With the addition of such drugs, pathogens can spread faster in the body, opening the door to potentially dangerous infections.
Operative therapy
For example, surgery may be necessary in ankylosing spondylitis if chronic inflammation has severely damaged or destroyed a joint (such as the hip) and needs to be replaced with a prosthesis. If the cervical spine of a patient is very unstable as a result of the disease, the vertebral bodies can be surgically stiffened (cervical fusion). In addition, a surgeon can remove bone wedges to re-erect an increasingly curving spine (wedge osteotomy).
Healthy lifestyle
Move and proper nutrition can positively affect the course of the disease. Movement may even be the most important component of Bekhterev’s disease. Exercise in everyday life such as walking, regular gymnastics, cycling, swimming, Nordic walking and other sports as well as targeted strengthening exercises maintain the mobility of patients. In addition, they support the erection of the spine.
nicotine consumption On the other hand, the bony changes can progress faster. Therefore, you should not smoke in ankylosing spondylitis.
Generally the plays nutrition a very big role for the health. So you know that the polyunsaturated fatty acid arachidonic acid Promotes inflammation in the joints. This fatty acid is mainly present in (pork) meat. In high-fat cold-water fish, linseed and rapeseed oil, however, is plentiful Omega-3 fatty acid, This also unsaturated fatty acid can inhibit inflammation. Bechterew’s disease is therefore recommended for a low-meat diet rich in fruits, vegetables, fish, vegetable fats and reduced-fat dairy products.
The right nutrition is – along with regular exercise – also important for a healthy body weight. Especially overweight is not advisable: With too many fat pads, it is harder to maintain an upright posture and to move sufficiently.
Talk to your doctor about how your diet should look best. The right diet can effectively support the ankylosing spondylitis treatment.
Other therapeutic measures
Warmth treatments, massages and specific gym exercises are very useful for ankylosing spondylitis: they help maintain posture and flexibility, stretch shortened muscles and strengthen weak ones. Regular physiotherapy can also delay spinal fusion and reduce pain.
In everyday life, you should avoid activities that require you to bend far forward. It is ideal if you (have to) get up regularly. When working at the desk or driving a wedge-shaped seat cushion can be helpful: it prevents the pelvis from tipping backwards. So you sit automatically upright.
Make sure the mattress of your bed is firm and does not sag. The pillow should be as flat as possible and keep the head straight. A mulching pillow can prevent the head from tipping over on the neck.
Ankylosing spondylitis: history and prognosis
Bechterew’s disease is a long-term (chronic) disease that occurs in spurts. This means that the symptoms (pain and stiffness) suddenly become stronger within a few weeks. After that, it usually comes to a slight recovery, to an almost symptom-free interval. It can take a different amount of time before the next disease episode arrives.

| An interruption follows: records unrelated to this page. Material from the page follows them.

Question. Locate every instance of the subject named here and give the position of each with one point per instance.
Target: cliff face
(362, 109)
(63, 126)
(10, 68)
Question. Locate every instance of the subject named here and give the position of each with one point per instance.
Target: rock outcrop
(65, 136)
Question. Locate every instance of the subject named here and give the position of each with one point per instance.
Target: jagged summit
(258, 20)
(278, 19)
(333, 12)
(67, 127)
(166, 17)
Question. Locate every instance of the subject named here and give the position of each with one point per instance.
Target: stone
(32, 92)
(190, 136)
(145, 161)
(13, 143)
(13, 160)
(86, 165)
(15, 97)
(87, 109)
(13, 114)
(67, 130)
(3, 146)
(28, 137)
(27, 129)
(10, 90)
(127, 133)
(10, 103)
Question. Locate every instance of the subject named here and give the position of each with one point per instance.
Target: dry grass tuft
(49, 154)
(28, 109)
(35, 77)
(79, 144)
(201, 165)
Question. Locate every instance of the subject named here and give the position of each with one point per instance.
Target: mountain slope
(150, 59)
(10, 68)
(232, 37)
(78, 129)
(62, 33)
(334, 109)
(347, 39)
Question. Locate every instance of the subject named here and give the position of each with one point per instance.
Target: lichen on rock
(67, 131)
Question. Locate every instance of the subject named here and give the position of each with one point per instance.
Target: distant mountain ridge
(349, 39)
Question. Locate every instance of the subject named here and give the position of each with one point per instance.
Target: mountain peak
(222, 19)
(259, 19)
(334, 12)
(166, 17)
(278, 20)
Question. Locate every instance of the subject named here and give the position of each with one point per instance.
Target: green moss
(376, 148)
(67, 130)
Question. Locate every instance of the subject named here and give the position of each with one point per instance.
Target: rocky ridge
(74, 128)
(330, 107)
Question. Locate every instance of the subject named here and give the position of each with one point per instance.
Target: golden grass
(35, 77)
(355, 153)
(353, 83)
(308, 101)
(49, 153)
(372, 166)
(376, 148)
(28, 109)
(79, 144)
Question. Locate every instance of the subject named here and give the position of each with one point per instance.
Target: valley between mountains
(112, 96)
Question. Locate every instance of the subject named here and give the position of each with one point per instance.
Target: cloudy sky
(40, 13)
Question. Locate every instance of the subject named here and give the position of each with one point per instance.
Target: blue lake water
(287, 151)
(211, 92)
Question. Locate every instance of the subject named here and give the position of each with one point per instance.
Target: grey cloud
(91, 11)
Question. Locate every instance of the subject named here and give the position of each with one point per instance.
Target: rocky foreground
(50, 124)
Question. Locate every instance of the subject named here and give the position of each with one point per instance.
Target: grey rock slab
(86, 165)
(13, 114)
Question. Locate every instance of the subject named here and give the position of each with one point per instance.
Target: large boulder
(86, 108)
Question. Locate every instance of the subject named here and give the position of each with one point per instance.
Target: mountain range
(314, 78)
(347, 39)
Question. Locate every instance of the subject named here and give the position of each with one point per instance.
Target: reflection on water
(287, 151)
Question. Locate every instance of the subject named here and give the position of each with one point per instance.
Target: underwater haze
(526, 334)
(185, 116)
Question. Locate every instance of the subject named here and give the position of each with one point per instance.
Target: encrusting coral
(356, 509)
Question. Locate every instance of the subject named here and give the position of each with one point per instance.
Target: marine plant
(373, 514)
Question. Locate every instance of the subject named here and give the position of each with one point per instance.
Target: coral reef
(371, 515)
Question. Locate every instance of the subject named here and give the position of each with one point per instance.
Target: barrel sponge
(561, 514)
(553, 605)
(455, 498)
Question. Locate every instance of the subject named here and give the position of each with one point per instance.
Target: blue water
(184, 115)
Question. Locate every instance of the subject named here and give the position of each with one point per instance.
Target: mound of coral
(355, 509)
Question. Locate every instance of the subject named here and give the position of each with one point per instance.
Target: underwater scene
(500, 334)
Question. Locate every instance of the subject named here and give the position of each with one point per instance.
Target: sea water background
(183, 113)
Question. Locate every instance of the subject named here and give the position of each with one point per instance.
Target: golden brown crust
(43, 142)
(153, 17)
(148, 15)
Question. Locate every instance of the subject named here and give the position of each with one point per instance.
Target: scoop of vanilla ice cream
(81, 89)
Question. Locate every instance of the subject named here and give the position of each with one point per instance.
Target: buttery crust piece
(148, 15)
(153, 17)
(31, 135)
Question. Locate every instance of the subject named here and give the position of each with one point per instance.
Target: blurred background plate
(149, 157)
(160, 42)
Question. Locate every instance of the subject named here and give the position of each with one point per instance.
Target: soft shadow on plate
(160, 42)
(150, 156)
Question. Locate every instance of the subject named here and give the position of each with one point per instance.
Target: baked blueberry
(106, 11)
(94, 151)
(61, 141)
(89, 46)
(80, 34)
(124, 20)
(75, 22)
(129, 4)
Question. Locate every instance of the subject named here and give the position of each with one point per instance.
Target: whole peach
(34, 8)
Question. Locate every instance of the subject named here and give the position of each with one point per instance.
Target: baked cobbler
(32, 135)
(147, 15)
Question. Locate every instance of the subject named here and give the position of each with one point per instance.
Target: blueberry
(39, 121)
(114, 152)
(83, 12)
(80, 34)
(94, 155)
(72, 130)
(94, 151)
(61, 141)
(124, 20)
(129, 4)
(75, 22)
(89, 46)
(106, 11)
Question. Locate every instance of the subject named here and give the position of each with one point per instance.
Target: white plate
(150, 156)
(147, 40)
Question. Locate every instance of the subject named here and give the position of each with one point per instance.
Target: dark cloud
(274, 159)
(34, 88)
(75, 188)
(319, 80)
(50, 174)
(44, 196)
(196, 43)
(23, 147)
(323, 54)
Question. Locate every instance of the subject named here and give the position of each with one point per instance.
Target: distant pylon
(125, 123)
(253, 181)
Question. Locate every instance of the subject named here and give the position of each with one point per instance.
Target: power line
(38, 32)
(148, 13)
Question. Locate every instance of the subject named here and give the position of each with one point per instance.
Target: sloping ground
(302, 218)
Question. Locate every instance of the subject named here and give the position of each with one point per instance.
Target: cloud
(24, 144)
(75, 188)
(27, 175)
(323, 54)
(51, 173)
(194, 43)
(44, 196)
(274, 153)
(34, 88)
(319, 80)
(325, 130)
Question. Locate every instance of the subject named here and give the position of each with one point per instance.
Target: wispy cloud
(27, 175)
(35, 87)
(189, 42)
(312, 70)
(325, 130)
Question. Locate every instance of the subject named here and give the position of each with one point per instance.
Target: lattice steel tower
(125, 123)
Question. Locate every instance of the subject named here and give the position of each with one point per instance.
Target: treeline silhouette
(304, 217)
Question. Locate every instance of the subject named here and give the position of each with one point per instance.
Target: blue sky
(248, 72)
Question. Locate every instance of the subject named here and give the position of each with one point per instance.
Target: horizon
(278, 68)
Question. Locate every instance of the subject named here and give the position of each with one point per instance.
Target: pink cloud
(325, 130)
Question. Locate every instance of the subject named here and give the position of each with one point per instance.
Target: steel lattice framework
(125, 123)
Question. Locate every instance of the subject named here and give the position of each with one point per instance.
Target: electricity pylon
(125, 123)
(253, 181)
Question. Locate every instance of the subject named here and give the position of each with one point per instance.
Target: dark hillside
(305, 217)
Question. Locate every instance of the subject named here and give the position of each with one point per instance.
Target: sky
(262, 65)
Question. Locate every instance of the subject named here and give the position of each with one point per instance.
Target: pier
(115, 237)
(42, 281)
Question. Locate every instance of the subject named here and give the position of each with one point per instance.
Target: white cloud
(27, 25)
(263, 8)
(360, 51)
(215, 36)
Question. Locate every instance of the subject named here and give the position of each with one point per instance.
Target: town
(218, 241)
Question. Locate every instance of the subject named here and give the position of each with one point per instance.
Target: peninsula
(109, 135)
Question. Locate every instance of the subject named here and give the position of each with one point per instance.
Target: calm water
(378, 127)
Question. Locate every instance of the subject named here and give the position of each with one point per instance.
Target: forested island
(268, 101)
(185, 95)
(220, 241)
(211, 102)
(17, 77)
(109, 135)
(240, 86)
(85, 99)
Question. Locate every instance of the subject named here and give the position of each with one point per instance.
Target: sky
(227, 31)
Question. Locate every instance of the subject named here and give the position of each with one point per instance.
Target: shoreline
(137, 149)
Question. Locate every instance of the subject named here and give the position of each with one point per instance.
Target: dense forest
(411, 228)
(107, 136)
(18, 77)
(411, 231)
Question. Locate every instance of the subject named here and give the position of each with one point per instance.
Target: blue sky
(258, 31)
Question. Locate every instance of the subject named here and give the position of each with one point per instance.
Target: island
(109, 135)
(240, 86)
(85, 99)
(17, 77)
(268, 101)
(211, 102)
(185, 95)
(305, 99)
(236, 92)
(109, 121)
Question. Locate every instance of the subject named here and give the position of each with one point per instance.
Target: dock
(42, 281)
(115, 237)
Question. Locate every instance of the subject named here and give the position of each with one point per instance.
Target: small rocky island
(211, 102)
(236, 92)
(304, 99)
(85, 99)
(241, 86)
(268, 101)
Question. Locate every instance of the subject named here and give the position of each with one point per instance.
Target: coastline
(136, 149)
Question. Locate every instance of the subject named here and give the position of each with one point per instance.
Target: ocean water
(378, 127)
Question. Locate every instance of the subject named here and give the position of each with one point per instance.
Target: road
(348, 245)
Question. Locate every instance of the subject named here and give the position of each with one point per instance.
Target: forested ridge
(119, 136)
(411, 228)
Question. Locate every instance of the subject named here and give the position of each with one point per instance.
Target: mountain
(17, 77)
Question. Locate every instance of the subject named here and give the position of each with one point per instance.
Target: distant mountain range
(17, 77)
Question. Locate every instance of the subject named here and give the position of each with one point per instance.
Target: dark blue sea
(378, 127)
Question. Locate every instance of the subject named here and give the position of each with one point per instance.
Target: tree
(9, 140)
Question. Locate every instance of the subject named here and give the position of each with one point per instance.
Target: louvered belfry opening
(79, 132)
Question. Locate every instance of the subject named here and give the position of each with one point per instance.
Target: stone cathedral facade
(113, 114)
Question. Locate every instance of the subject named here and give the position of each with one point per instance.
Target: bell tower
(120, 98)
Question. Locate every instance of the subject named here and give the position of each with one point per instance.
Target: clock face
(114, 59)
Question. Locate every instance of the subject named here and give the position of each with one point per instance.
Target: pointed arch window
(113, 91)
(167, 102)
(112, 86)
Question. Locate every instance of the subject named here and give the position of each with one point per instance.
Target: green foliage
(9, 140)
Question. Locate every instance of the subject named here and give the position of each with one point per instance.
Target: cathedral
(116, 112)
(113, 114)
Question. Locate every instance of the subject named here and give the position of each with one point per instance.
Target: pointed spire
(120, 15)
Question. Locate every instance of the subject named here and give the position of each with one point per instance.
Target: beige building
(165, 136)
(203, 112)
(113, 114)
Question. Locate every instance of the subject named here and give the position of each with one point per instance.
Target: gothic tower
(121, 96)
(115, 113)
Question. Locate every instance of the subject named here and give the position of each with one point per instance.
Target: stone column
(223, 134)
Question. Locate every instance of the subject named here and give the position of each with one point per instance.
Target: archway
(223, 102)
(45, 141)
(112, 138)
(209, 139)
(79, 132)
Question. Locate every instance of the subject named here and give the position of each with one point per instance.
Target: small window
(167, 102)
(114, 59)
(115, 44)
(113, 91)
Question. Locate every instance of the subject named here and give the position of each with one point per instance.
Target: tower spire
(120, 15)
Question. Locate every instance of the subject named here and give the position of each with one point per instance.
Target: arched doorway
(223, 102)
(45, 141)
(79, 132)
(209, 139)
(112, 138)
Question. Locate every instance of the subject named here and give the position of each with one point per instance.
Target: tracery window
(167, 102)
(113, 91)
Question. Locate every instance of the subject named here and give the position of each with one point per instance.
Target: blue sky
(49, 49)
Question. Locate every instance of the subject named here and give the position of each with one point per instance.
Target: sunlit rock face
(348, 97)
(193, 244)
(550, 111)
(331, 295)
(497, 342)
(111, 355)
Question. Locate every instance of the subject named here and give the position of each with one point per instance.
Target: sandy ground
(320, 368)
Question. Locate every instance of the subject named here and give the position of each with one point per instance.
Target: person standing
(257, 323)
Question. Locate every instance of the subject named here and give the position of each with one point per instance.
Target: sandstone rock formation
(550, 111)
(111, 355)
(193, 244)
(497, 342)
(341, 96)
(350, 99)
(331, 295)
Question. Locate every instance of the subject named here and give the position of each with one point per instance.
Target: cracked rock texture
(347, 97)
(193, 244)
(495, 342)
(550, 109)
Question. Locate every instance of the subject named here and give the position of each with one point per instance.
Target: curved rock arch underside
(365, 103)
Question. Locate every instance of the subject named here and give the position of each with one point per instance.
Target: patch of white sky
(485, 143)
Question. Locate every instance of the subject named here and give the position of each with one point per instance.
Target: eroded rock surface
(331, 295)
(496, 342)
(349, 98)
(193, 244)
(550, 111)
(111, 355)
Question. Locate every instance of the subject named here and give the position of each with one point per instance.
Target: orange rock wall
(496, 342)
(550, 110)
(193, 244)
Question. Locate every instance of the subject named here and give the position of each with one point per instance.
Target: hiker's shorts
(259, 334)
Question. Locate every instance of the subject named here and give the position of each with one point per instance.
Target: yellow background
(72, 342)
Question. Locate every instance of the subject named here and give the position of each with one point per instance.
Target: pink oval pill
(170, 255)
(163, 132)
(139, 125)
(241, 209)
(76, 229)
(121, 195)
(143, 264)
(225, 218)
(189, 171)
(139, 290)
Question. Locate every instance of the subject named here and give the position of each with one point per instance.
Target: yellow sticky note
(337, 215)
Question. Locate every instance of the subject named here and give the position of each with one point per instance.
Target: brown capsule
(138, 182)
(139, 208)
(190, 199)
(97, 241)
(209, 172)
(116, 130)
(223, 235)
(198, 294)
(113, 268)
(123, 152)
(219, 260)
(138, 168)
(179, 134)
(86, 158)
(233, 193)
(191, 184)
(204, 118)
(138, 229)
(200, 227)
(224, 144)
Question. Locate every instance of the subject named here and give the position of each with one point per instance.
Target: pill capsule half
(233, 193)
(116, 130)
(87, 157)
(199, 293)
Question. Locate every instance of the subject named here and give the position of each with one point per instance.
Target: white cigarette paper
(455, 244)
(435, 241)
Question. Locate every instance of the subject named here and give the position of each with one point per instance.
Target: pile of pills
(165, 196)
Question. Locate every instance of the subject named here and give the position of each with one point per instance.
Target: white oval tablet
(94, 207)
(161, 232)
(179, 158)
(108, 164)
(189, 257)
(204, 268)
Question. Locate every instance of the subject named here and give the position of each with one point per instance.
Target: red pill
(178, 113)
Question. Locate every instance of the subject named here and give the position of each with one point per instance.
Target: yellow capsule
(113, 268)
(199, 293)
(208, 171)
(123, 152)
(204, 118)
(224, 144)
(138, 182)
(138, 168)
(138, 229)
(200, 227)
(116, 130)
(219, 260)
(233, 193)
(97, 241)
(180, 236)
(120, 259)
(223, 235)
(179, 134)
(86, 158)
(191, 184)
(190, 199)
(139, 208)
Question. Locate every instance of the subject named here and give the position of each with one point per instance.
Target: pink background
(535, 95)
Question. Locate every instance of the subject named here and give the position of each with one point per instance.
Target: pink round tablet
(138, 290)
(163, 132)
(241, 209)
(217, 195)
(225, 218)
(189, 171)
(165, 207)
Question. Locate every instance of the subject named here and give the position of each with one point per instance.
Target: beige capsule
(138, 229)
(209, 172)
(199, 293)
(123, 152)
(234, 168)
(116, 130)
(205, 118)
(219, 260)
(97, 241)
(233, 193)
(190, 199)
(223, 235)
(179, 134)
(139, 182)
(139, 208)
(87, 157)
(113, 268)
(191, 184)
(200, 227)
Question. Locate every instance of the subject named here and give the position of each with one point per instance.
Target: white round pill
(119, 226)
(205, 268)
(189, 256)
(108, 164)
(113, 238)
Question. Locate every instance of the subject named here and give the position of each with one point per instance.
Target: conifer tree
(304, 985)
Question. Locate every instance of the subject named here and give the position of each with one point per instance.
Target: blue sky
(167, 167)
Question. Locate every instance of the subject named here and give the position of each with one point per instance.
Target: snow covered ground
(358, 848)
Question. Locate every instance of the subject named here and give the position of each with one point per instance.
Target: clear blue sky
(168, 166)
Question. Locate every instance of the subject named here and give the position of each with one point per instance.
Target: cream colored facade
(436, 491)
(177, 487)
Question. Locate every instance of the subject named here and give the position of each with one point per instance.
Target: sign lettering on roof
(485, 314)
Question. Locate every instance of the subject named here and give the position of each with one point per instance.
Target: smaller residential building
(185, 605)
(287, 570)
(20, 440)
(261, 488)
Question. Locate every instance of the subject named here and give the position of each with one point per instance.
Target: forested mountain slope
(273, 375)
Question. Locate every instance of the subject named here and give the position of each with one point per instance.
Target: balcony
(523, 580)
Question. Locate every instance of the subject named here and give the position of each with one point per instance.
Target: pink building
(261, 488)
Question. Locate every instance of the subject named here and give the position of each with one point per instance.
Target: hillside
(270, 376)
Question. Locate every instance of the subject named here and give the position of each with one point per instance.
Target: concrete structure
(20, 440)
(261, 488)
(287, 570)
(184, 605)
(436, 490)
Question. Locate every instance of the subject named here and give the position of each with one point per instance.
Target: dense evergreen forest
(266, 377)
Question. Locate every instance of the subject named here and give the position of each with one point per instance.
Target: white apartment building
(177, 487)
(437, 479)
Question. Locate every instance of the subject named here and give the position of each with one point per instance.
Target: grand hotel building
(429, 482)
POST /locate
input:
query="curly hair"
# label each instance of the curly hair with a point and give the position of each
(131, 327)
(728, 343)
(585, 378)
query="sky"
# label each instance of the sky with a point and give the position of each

People with M. Bechterew should go to regular check-ups. The doctor examines the mobility of the spine, the pelvis and the large joints on the arms and legs. Also, vision and heart function (ECG, ultrasound) should be checked regularly.
Ankylosing spondylitis is not curable. All therapeutic approaches can only slow down the progression of the disease and relieve the symptoms. Mortality is not affected by ankylosing spondylitis: The life expectancy of patients is the same as in the population average.
Additional information:
Books:
- Ankylosing spondylitis, inflammatory spinal rheumatism (Paul Schmied and Heinz Baumberger, Urban & Fischer Verlag, 1998)
guidelines:
- Guideline “Axial Spondyloarthritis including Ankylosing Spondylitis and Premature Disease” of the German Society of Rheumatology (2013)
Support Groups:
- German Association Morbus Bechterew e.V.